La position de François sur le conflit poursuit la position de longue date des papes : de Benoît XV qui, en 1917, qualifiait la guerre de "boucherie inutile", à Pie XII et au pape Wojtyla. La guerre est "une défaite face aux forces du mal" (Bergoglio) : le Saint-Siège ne raisonne pas comme un tribunal international, mais cherche le chemin de la paix. Cette position a toujours suscité des critiques (à l'égard de Wojtyla pour son opposition aux guerres du Golfe), mais elle constitue une présence originale et constructive sur la scène mondiale. Elle correspond à la nature du catholicisme, international, avec des fidèles présents dans presque tous les pays du monde. La "primauté de la paix" découle de cette structuration, ainsi que de raisons morales et de l'expérience séculaire.

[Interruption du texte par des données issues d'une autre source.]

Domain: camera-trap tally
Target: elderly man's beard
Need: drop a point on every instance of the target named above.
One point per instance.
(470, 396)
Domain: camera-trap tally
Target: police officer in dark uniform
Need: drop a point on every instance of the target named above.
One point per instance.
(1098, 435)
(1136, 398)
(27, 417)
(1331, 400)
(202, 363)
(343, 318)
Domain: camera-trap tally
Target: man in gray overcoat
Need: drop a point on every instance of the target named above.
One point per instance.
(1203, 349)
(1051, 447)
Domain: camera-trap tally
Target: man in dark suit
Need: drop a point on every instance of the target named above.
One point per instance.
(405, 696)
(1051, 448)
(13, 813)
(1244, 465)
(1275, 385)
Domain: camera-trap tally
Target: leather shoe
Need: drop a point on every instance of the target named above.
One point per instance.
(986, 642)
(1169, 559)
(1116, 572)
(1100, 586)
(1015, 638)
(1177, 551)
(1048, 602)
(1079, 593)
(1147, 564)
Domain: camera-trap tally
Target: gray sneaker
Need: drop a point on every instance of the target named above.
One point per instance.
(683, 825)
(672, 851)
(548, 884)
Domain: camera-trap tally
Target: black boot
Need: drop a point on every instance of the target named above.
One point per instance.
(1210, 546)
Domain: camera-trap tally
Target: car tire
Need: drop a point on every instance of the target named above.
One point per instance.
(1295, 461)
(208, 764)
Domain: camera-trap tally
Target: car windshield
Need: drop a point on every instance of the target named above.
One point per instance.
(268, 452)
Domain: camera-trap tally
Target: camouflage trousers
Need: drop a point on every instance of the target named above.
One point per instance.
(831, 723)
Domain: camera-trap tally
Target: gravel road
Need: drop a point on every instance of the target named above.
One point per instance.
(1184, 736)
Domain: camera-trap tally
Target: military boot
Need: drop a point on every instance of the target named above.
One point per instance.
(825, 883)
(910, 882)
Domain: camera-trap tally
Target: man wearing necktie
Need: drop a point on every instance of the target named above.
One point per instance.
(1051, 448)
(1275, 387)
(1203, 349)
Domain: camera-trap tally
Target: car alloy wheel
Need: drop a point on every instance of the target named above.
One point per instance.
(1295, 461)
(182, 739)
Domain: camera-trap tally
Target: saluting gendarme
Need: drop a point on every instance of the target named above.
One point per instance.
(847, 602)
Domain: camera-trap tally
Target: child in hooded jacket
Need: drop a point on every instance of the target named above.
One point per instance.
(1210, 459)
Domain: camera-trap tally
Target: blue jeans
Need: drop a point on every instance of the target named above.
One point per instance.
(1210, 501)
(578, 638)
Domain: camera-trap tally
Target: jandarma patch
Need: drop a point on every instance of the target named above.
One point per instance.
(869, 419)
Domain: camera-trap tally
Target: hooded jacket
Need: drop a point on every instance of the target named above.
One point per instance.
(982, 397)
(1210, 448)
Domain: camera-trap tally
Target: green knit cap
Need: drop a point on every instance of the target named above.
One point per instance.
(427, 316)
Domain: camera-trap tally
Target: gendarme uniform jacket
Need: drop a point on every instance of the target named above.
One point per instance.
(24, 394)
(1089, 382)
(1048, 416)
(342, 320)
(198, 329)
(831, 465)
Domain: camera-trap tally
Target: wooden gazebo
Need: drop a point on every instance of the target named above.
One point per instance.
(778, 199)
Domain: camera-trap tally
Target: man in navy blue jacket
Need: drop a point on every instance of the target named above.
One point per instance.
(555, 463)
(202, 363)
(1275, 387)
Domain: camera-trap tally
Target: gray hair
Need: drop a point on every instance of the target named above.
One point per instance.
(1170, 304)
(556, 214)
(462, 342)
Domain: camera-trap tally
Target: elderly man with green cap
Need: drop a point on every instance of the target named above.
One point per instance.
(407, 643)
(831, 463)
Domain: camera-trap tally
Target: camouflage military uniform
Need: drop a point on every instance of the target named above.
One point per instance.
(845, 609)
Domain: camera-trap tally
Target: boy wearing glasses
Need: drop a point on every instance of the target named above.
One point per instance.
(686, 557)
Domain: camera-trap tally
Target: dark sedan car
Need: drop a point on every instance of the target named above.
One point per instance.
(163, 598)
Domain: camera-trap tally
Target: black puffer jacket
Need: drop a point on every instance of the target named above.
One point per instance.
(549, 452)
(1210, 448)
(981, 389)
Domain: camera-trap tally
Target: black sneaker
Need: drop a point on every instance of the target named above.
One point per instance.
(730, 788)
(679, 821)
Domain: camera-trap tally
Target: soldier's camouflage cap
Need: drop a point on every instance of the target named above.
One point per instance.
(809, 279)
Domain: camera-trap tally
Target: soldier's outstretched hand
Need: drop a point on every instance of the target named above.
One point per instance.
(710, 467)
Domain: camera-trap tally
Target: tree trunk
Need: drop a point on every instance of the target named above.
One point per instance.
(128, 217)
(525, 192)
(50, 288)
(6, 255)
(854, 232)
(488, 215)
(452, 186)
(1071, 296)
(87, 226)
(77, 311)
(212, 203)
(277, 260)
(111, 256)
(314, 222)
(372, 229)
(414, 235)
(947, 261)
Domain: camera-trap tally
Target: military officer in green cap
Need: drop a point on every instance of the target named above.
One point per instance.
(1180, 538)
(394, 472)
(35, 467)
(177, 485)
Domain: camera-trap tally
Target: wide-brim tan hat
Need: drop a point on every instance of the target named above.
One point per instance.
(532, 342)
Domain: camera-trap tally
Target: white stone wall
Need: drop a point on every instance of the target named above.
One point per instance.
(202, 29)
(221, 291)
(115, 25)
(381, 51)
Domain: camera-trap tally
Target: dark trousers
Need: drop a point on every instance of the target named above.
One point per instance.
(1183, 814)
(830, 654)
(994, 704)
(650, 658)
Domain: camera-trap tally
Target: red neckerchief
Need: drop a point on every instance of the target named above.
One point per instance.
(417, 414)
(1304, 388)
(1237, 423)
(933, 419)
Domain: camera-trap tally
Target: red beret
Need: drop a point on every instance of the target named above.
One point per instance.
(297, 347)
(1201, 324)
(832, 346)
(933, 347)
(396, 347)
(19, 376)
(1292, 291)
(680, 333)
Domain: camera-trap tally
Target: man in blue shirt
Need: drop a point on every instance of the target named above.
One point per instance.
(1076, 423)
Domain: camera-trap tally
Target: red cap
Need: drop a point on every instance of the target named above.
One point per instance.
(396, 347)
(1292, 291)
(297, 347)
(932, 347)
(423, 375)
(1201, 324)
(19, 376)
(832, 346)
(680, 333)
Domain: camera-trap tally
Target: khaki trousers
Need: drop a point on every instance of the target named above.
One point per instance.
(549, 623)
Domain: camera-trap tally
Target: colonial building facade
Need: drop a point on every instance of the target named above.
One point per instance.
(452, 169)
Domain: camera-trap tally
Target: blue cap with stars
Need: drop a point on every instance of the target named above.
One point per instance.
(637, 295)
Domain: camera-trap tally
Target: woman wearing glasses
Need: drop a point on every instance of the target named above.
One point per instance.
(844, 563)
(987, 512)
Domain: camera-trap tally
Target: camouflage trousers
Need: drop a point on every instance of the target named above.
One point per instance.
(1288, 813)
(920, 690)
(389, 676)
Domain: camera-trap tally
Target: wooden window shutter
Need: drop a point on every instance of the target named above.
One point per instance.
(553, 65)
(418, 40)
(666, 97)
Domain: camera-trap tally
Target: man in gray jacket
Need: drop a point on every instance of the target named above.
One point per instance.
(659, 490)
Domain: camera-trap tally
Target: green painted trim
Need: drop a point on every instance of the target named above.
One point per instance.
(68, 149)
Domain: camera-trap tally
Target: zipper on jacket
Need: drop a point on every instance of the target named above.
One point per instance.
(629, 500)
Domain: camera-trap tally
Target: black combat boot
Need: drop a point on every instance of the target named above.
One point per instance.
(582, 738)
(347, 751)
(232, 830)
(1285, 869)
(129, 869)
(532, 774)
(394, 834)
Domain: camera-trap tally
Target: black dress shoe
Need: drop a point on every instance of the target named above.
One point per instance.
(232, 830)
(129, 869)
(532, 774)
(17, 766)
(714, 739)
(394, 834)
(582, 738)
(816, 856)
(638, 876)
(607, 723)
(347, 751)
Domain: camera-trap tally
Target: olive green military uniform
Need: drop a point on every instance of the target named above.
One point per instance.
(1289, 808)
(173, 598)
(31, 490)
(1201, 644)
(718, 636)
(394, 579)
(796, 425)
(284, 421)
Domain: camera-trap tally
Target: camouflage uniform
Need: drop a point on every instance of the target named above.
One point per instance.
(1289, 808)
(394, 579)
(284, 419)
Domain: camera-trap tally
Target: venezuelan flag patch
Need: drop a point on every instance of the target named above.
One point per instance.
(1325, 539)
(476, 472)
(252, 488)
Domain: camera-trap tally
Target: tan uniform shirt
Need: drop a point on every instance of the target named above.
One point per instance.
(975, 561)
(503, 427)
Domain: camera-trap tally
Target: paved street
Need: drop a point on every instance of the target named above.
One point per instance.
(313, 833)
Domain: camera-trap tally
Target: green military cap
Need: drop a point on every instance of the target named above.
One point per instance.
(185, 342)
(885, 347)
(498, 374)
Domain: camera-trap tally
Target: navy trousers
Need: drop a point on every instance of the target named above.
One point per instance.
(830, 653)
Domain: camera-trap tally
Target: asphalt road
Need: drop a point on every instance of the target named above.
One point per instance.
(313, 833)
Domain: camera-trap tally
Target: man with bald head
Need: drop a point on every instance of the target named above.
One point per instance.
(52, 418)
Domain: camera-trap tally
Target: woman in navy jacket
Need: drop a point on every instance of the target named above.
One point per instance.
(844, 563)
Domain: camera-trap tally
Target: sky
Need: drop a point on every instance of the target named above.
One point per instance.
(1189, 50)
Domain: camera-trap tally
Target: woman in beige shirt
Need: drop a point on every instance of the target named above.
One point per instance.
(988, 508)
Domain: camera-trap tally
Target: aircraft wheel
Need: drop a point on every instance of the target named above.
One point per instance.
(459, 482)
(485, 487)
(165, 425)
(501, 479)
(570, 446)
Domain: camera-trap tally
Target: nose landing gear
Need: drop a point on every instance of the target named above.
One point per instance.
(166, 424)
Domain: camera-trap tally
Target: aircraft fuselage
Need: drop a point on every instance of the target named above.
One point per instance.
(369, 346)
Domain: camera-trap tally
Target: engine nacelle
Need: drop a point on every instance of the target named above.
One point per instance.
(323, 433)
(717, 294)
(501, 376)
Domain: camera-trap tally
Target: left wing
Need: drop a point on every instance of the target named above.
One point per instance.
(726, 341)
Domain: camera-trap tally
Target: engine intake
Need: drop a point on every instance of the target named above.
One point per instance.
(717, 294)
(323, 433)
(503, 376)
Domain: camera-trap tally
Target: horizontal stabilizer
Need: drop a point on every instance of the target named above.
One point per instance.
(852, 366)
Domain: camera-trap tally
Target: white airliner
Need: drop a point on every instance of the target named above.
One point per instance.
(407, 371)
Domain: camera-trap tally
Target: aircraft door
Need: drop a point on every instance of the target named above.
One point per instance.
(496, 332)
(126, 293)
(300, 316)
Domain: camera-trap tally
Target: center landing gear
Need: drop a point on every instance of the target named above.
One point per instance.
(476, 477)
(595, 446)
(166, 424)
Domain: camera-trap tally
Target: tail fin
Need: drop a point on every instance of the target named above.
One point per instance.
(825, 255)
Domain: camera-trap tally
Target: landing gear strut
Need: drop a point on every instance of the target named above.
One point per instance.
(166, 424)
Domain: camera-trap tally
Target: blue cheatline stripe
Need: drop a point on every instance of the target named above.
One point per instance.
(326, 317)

Dans le cas de l'Ukraine, François montre que cette position n'est pas impassible à l'égard d'un peuple qu'il qualifie de "martyr". Il a pris l'initiative d'envoyer le cardinal Zuppi, chef d'une grande conférence épiscopale européenne, dans les capitales ukrainienne et russe, pour un contact direct et une proximité avec le drame du conflit. À Kiev, le cardinal a rencontré le président Zelensky en juin 2023. À Moscou, il s'est entretenu avec le conseiller en politique étrangère du président russe, M. Ushakov, et avec le patriarche Kirill. Ce que François a appelé "l'offensive de paix" s'est étendue à Washington, où le cardinal Zuppi a rencontré le président Biden, et à Pékin, où il s'est entretenu avec les autorités chinoises (les contacts sino-vaticans avaient jusqu'alors été principalement axés sur la situation de l'Église en Chine).

L'attention humanitaire n'a pas manqué. Un mécanisme a été mis en place, qui a donné de premiers résultats, pour identifier et rappatrier les mineurs ukrainiens emmenés en Russie. Mais au-delà de l'aspect humanitaire, auquel le Saint-Siège a notamment travaillé avec l'échange de prisonniers, la mission Zuppi a ouvert un canal de communication que seuls la Turquie ou les pays du Golfe possédaient. Par ce biais, le message est passé que, malgré la guerre qui fait rage, l'espoir d'un dialogue n'est pas abandonné. En outre, l'action de l'Église est désormais appréciée positivement par l'Ukraine, comme le montrent les récentes reconnaissances du gouvernement aux cardinaux Parolin et Zuppi.

Le scepticisme de certains milieux occidentaux ou ecclésiastiques à l'égard du pape ou de la mission de Zuppi découle de la difficulté à comprendre ceux qui ne chantent pas à l'unisson ou contre le choeur. Il témoigne d'une méconnaissance fondamentale du Vatican qui, même en tant que réalité en Europe, a toujours représenté un tiers impartial ou une alternative à la guerre. Il a une valeur à long terme, en créant des espaces et des opportunités. C'est une valeur que les États-Unis de Roosevelt ont parfaitement comprise pendant la Seconde Guerre mondiale.

Le scepticisme est peut-être aussi le produit d'une culture dans laquelle il est difficile d'imaginer un avenir autre que la guerre. Mais alors, s'agira-t-il d'une guerre plus étendue ? L'agression russe, dans sa gravité, a érodé la confiance dans le dialogue ; or précisément à cause de cela, l'intervention d'acteurs tels que le Vatican peut s'avérer pertinente afin que l'avenir ne conduisent pas à l'abandon tragique de l'Ukraine (la "doctrine" Trump) ou à une guerre plus vaste.